Pada pola kerjasama Program Pelatihan ini
dititikberatkan pada optimalisasi seluruh sumberdaya yang ada di sekolah
untuk bisa digunakan pada proses pelatihan bagi tenaga pelaksana industri dan
juga merupakan sarana untuk menjadikan kemitraan dengan industri agar tetap
berkesinambungan, dengan pola kerjasama pelatihan ini diharapkan bahwa
kedekatan industry dengan sekolah akan tetap terjaga dengan inten, karena
terjadi ikatan yang saling membutuhkan dan saling memberikan manfaat.
Pola kerjasama ini harus dilakukan dengan
inisiatif awal dari sekolah dengan pola jemput bola, mendatangi industri untuk
mencari kebutuhan kompetensi yang bisa mendorong kemajuan industri dari sisi
kemampuan sumberdaya manusia minimal untuk tingkat pelaksana (operator)
industri, yang pada akhirnya industri akan tumbuh dan berkembang melalui
penambahan kompetensi,dan sekolah bisa menjamin pola pelatihan,peralatan yang
tersedia dan para pengajar memang memiliki kemampuan.
3.
Pola
Kerjasama Program Produksi (Produk Inovatif)

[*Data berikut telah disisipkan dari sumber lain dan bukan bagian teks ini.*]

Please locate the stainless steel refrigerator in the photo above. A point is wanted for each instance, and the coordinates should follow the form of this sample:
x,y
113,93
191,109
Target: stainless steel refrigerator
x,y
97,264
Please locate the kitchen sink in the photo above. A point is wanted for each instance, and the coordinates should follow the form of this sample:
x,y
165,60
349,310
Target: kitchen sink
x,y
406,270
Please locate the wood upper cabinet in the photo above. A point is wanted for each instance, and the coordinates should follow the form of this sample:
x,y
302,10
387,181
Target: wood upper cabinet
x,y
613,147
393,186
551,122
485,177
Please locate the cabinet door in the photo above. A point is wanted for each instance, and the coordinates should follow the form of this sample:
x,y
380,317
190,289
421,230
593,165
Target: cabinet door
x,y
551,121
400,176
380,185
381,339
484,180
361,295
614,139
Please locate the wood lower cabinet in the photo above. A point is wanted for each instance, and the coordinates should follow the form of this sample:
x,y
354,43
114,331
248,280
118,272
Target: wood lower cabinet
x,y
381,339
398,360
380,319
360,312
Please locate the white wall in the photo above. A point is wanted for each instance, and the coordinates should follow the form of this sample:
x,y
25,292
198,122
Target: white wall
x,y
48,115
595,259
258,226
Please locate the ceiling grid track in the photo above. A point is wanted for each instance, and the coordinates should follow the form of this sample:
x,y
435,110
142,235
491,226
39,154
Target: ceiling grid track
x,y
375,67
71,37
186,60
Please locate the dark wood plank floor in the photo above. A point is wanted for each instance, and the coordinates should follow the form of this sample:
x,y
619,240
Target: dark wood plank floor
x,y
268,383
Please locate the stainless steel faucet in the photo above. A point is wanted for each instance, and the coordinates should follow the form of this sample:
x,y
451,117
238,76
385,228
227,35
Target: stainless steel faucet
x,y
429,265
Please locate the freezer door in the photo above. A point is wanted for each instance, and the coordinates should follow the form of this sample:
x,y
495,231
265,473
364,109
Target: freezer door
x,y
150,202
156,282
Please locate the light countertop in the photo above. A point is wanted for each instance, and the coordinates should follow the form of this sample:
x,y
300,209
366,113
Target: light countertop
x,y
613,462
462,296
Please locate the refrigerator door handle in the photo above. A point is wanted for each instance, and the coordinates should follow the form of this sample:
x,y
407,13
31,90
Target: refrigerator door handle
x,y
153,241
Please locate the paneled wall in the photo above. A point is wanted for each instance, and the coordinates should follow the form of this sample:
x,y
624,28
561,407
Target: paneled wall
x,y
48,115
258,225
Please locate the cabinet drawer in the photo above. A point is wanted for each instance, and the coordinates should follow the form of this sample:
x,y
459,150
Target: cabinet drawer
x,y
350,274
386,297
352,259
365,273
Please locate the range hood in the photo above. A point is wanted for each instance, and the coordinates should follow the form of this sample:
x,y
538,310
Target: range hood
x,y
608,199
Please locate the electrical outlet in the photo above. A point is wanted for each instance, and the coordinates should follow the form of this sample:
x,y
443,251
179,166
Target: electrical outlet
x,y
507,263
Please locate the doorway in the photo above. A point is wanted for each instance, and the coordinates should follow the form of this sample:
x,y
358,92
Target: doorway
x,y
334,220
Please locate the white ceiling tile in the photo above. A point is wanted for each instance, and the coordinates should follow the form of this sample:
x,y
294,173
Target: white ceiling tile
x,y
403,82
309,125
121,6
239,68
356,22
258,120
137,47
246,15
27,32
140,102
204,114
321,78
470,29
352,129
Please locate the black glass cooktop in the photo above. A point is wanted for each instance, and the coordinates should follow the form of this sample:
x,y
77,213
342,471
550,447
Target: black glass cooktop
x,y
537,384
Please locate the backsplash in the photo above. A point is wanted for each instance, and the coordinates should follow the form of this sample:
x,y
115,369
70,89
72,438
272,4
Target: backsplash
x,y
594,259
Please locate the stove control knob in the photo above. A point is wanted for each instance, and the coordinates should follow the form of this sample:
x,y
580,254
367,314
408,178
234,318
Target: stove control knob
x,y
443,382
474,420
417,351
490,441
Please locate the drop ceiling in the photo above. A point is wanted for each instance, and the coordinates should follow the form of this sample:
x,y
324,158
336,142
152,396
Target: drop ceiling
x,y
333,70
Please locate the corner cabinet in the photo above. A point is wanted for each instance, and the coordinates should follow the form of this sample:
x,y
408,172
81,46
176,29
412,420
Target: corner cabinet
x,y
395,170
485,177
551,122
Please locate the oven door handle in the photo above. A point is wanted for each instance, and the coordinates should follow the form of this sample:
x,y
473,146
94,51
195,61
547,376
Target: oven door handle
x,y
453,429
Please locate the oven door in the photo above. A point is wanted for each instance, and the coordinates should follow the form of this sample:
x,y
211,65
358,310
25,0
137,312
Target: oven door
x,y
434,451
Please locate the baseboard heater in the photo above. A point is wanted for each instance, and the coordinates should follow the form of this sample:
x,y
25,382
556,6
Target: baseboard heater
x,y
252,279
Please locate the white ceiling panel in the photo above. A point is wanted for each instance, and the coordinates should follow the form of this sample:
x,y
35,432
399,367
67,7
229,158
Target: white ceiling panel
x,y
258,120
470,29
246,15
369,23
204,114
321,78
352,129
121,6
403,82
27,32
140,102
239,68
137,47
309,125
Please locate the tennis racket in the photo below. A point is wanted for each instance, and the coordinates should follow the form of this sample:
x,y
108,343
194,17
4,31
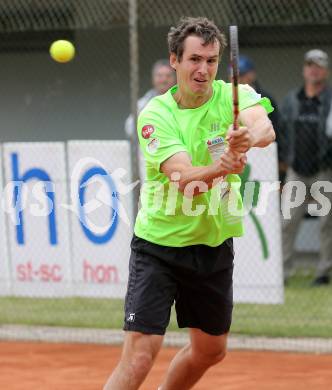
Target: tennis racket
x,y
234,58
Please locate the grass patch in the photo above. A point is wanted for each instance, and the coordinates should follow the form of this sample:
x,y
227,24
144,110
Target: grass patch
x,y
307,312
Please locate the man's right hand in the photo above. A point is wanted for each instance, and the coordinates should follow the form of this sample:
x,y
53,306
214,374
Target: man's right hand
x,y
232,162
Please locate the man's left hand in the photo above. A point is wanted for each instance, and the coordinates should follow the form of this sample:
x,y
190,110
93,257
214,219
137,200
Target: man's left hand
x,y
240,140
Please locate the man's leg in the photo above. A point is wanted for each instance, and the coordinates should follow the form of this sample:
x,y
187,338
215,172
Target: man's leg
x,y
291,225
325,262
192,361
138,354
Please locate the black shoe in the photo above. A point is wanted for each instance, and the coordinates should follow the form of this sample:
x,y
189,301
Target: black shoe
x,y
321,280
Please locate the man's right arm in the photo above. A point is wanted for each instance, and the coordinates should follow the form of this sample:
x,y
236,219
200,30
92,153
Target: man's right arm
x,y
179,168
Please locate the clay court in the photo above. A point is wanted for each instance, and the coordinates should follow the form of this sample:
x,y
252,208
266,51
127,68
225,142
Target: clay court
x,y
41,366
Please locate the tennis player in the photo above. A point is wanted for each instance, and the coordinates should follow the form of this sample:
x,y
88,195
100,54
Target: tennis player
x,y
182,249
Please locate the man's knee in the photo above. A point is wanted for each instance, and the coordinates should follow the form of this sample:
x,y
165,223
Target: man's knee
x,y
140,352
209,357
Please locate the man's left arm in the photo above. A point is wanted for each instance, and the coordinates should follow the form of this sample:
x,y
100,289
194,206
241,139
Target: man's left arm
x,y
256,130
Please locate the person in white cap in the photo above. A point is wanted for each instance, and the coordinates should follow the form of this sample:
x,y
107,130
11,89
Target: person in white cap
x,y
307,154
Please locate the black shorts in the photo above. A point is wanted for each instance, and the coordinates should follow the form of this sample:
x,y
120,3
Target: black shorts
x,y
198,278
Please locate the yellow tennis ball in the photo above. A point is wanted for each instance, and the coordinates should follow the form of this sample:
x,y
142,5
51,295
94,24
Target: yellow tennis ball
x,y
62,51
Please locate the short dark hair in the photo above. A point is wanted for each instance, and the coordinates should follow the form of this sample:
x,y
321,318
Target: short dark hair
x,y
200,27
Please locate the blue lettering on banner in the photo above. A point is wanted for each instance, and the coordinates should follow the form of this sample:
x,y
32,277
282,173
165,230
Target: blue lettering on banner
x,y
39,174
103,238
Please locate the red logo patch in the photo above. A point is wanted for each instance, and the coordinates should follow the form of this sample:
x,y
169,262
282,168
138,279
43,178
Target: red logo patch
x,y
147,130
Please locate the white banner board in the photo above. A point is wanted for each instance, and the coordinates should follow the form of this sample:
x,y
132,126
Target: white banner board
x,y
101,216
258,273
38,230
4,260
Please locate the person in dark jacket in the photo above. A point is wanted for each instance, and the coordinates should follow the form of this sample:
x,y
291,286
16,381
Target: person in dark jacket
x,y
306,153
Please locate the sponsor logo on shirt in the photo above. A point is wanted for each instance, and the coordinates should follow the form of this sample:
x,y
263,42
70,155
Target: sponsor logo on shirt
x,y
147,130
215,141
153,145
215,127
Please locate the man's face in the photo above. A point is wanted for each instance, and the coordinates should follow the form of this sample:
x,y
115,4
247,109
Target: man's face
x,y
163,78
314,74
198,67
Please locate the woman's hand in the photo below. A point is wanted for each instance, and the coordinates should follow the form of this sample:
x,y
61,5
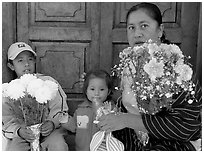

Pola kerjasama dalam bidang produksi adalah
suatu upaya dalam implementasi kurikulum, dengan metoda Production Base
Education (PBE), dengan harapan untuk lebih mempertajam kompetensi
yang didapatkan dari para siswa, hal ini bisa dilakukan apabila set-up peralatan
dan sarana labolatorium dan bengkel memadai untuk melakukan kegiatan produksi
disamping tuntutan kompetensi para pengajar yang paling tidak setara dengan
para supervisor industry, baik secara hard skill atau pun soft skill,pola ini
lah nanti yang bisa disebut dengan Teaching Factory, dan ini bisa
berjalan dengan efektif apabila pihak sekolah mampu meyakinkan industry
disekitarnya untuk menjadi mitra dalam kegiatan produksi dan sekaligus menjadi
vendor dari industri disekitarnya.
4.
Pola
Kerjasama Program Penyaluran Lulusan
Pola kerjasama Program Penyaluran lulusan
adalah ujung tombak dari seluruh program, karena inilah yang akan menjadi tolak
ukur dari keberhasilan dalam proses akhir dari kegiatan pembelajaran dengan
harapan bahwa semua output menjadi outcome, salah satu upaya yang dilakukan
adalah dengan kerjasama industry kemitraan dalam proses recruitment lulusan,
hal ini harus dilakukan dengan inisiatif dari pihak sekolah menyampaikan data
dan kompetensi dari lulusan dan bisa memberikan jaminan bahwa lulusan yang akan
disalurkan memeiliki kompetensi yang memadai dan sesuai dengan standar
kebutuhan industri, baik secara Knowledge Skills dan Attitude.